宿題見せてやってんのにさっきから1ページも進まない。終わらす気あるのかとため息を吐いた。
昨夜電話があった。
今まで掛けたことも掛かったこともない奴、チャイナからの着信だった。
こいつと関わるとロクな事がない。
残り十日に迫った夏休みを大事にしようと着信には出なかった。
……のは良かったものの。
(この馬鹿)
今の今まで何をしていたんだと疑いたくなる。課題は今日まで見事に手つかずのままだった。
朝、玄関の呼び出し音がなった。
開けた扉の先にいたのは、珍しく塩らしいチャイナだった。助けてと弱々しく呟いたチャイナに、うっかりときめいた。仕方なく、俺がチャイナの家へ課題を持っていく羽目になった。
そして今に至るわけだ。
「さっさと写せよ、写すくれェできるだろィ、阿呆」
「うっ…うっさい!」
チャイナは留学生。
言葉は達者なくせに、書いたり読んだりはまだ苦手らしく、それをものとも思わずバリバリ日本語の課題を出す銀八を鬼だなぁと思った。
「仕方ねー…、そら、それ貸せよ、手伝ってやるから」
「おきたぁ……」
「……あ」
「心の友ヨォォォォ!!!!!!!」
「ぐはぁ!」
見事な腹へのタックルが決まった。
ああ、何でこんなことになってんだろう。俺は平和な夏休みを過ごしたいだけなのに。
腹の上で嬉しそうに暴れるチャイナ。
誰かこいつを止めてくれ。
その時、ぴたりとまるで願いが通じたかのように振動が治まる。
神様っているのかとそんな考えが過ぎったが、チャイナの小さな声で意識を呼び戻された。
「パピー…」
俺の転がった頭上に二本の足。
「パピー…?」
ピピピッ…ピピピッ…
アラーム音が鳴り響く。
自分がセットしたアラーム音だ。
沖田は瞼をゴシゴシと擦る。

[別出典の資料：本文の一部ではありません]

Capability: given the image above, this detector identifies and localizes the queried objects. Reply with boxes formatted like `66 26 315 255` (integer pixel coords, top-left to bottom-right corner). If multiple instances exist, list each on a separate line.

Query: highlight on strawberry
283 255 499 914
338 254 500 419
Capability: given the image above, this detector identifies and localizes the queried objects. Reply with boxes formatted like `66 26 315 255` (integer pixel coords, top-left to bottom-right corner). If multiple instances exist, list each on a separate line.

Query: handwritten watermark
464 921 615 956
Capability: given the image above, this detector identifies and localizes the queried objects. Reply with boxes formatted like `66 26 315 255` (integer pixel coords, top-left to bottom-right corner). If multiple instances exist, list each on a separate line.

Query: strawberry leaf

頭上にはピンク色の空が広がっていた。
あれから沖田は午後の授業をサボり、屋上で昼寝をしていた。
5時設定のアラームが鳴ったということは同時に今日の授業はとっくに終わったということ。
沖田は大きな欠伸を一つかますと、重い腰を上げた。
視線が高くなり、見えたグラウンドに帰宅する学生たちに混ざって見覚えのある二つの影。
沖田は眉間に皺を寄せた。
収まりかけていた苛立ちがまた膨れ上がるような、そんな感覚がした。
沖田の目線の先にいたのは、銀八、そしてその腕に自らの腕を巻きつけ嬉しそうに笑う神楽の姿だった。
断じて嫉妬ではないと自分自身に言い聞かせた。
ただ、叶いもしない色恋なのにそれでも諦めようとせず純粋過ぎる程誰かを想う神楽が、悔しかった。
「銀ちゃんがいてくれて良かったネ」
神楽は銀八の隣でぽつりと呟いた。
銀八のくわえた煙草の煙は夕空へぷかぷかと登っていく。
「銀ちゃん、煙草臭い」
「うるせぇよ、何だよ、いきなり」
「いきなりじゃないヨ、煙草吸い始めた時からずっと…」
「臭いのほうじゃなくて」
「知ってるアル!」
神楽はでもやっぱり臭い、そう言うと銀八は仕方なく、ポケットから携帯用灰皿を出して煙草を押し付けた。
それと同時に宙を舞っていた煙もふわっと姿を消した。
「そう思ったのは銀ちゃんが煙草吸い始めた時からネ、いつだっけ……んー…たぶん高二の夏カナ?」
「あー…多分当たってる」
銀八は自分の髪をガシガシとかいた。
「春からこっち留学してきて、なんかよく分かんなくて……まあ持ち前の明るさであっという間に仲良くなったけどナ!」
「自分で言うな、自分で」
神楽はにかりと白い歯を覗かせて笑って見せた。
こういう人懐っこい笑顔がみんなと仲良くなれたひとつだろうと銀八は思った。
「でもなんか、精神的に参っちゃってたネ、知らない土地でいつもビクついてたヨ、本当はずっと怖かったアル」
「……ふーん」
「そんな時銀ちゃんが奢ってくれたラーメン、あれごっさおいしかったアル!」
「そういや、お前、店で号泣したな、あん時の恥ずかしいことといったら」
「あれから吹っ切れたアル、銀ちゃんがラーメン奢ってくんなきゃ私今頃死んでたかもネ」
「じゃあ何か?俺はお前を救った命の恩人、みたいな」
「んー…まあそれもネ」
神楽は小石を靴の爪先立ちで蹴り上げた。石は低い放物線を描いて再び地にその胴体を付けた。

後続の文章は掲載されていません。